Identification of Damaged areas Due to the 1995 Hyogoken-Nanbu Earthquake Using Satellite Optical Images
Masashi Matsuoka and Fumio Yamazaki
Earthquake Disaster Mitigation Research Center, RIKEN
2465-1 Mikiyama, Miki, Hyogo 673-0433, Japan.
Tel: (81)-794-83-6632 , Fax : (81)-794-83-6695
E-mail : mastuoka@miki.riken.go.jp
Abstract
Several earth observation satellites observed the Kobe area before and after the 1995 Hyogoken-Nambu, Japan Earthquake. Since a part of the damage survey results of this earthquake is maintained as GIS data, a quantitative analysis of the surface change in damage areas is possible. Spectral characteristics of the area damaged by the earthquake were investigated using LANDSAT and SPOT satellite optical images taken before and after the earthquake for examination the possibility of extracting the earthquake damaged distribution by satellite remote sensing. The damage distribution extract by discriminant analysis of the spectral characteristics agreed with the results of an actual damaged survey.
Introduction
Satellite remote sensing, which easily monitors a large area, could provide effective information at the time of recovery activity, e.g., forming a restoration plan, if it is able to know the distribution of the damage due to disasters at an early stage. Several satellites observed the Kobe area before and after the 1995 HYOGOKEN_Nanbu Earthquake (Sudo et al., 1995). Multispectral characteristics were different between images of the liquefied areas and burned areas taken by airborne remote sensing just after the earthquake occurred (Mitomi and Takeuchi, 1995). A study suggested the possibility of interpreting the damaged area based on the spectral pattern changes between satellite image taken before and after the earthquake (Inanaga et al., 1995; Yoshie and Tsu, 1995). However, no quantitative approach was found for examining the possibility of identifying the damage distribution from the relationship between the spectrum characteristics of the damaged area by satellite images and detailed survey results.
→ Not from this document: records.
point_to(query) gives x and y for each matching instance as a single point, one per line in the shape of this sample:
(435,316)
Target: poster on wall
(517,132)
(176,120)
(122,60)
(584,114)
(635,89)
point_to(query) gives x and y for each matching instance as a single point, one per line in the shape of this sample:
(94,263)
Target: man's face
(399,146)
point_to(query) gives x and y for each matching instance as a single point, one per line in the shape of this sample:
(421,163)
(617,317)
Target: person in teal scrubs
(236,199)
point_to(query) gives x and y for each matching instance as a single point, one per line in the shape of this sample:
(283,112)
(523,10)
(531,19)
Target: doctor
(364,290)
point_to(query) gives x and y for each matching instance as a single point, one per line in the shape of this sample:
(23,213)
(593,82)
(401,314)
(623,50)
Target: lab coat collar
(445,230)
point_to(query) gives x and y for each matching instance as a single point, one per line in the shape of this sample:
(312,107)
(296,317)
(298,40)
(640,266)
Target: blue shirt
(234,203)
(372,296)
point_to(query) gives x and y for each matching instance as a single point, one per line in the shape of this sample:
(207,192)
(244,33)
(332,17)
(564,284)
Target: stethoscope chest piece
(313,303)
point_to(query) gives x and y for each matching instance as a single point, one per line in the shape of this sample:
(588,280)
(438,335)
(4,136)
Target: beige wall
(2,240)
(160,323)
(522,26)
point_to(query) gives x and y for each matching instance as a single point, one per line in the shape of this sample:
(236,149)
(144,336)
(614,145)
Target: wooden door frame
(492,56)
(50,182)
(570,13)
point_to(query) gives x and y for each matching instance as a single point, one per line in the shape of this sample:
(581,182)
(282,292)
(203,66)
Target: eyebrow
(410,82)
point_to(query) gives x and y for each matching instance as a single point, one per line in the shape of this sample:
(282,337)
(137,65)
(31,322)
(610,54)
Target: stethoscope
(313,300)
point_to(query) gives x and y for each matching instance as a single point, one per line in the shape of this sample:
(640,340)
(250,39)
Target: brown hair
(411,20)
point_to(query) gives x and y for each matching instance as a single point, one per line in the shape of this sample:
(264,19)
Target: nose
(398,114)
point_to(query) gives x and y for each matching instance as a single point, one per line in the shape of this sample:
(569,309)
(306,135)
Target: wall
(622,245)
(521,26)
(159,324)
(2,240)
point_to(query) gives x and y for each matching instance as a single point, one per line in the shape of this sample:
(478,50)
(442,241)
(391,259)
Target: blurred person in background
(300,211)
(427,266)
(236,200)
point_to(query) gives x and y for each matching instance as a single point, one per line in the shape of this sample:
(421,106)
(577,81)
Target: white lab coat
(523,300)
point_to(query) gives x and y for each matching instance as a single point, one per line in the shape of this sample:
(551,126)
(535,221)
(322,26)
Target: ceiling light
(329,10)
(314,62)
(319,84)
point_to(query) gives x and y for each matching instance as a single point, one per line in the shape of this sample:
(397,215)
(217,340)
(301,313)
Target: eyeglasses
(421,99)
Since part of the damaged survey results of this earthquake was maintained as GIS data, a quantitative analysis of the surface in the damaged area is possible. In this study, the spectral characteristics of the damaged due to this earthquake were investigated using LANDSAT and SPOT satellite image taken before and after the earthquake. Then the relationships between damaged distribution extracted through discriminant analysis of satellite images and survey data were evaluated.
Data
Earthquake Damage Survey Data: Liquefaction and building damage were focused on as earthquake damaged in this study. Boiled sand deposits due to the earthquake are digitized on the 1/50,000 scale ground failure survey map (Hamada et al., 1995) and used as liquefied area data. The building damaged data based on detailed survey results compiled by AIJ (the Architectural Institute of Japan) and CPIJ (the City Planning Institute of Japan), and digitized by BRI (Building Research Institute, Ministry of Construction) were utilized as GIS data. In the GIS data, the building damage level was classified into the five categories: damage by fire, severe structural damage, moderate damage, slight damage and no damage, and the numbers of damaged building were totaled for each block in cities (Building Research Institute, 1996).
Satellite Image: The SPOOT/HRV and LANDSAT/TM observed the area of interest on January 20, and January 24, 1995, respectively. We used the images taken on March 22, 1990 by SPOT and on August 17,1994 by LANDSAT for data before the earthquake, and aimed to examine the change in spectrum characteristics for the damaged area. The region of the satellite images is shown in Fig.1.
Figure.1 : Area of this study
Correction of Images: Because the digitized values in the satellite images were different depending on the observation situation and the surface conditions, the digital number (DN) correction was required before starting this study. First of all, clouds and cloud shadows covering the area were removed by using proper threshold values of several spectral bands. Areas of vegetation were also excluded from
The images using NDVI (Normalized Difference Vegetation Index) because the reflection characteristics of the leaves of plants differ seasonally.
For DN correction, we selected pixels in nonliquefied and nondamaged areas from these images, using the liquefaction data and building damage data. Here, the selected pixels were considered to be the areas in which there was no change of the surface after the earthquake. Furthermore, the DN in the images taken before the earthquake for all areas were corrected so that the histogram of the selected pixel DN in this image fits that in the image taken after the earthquake.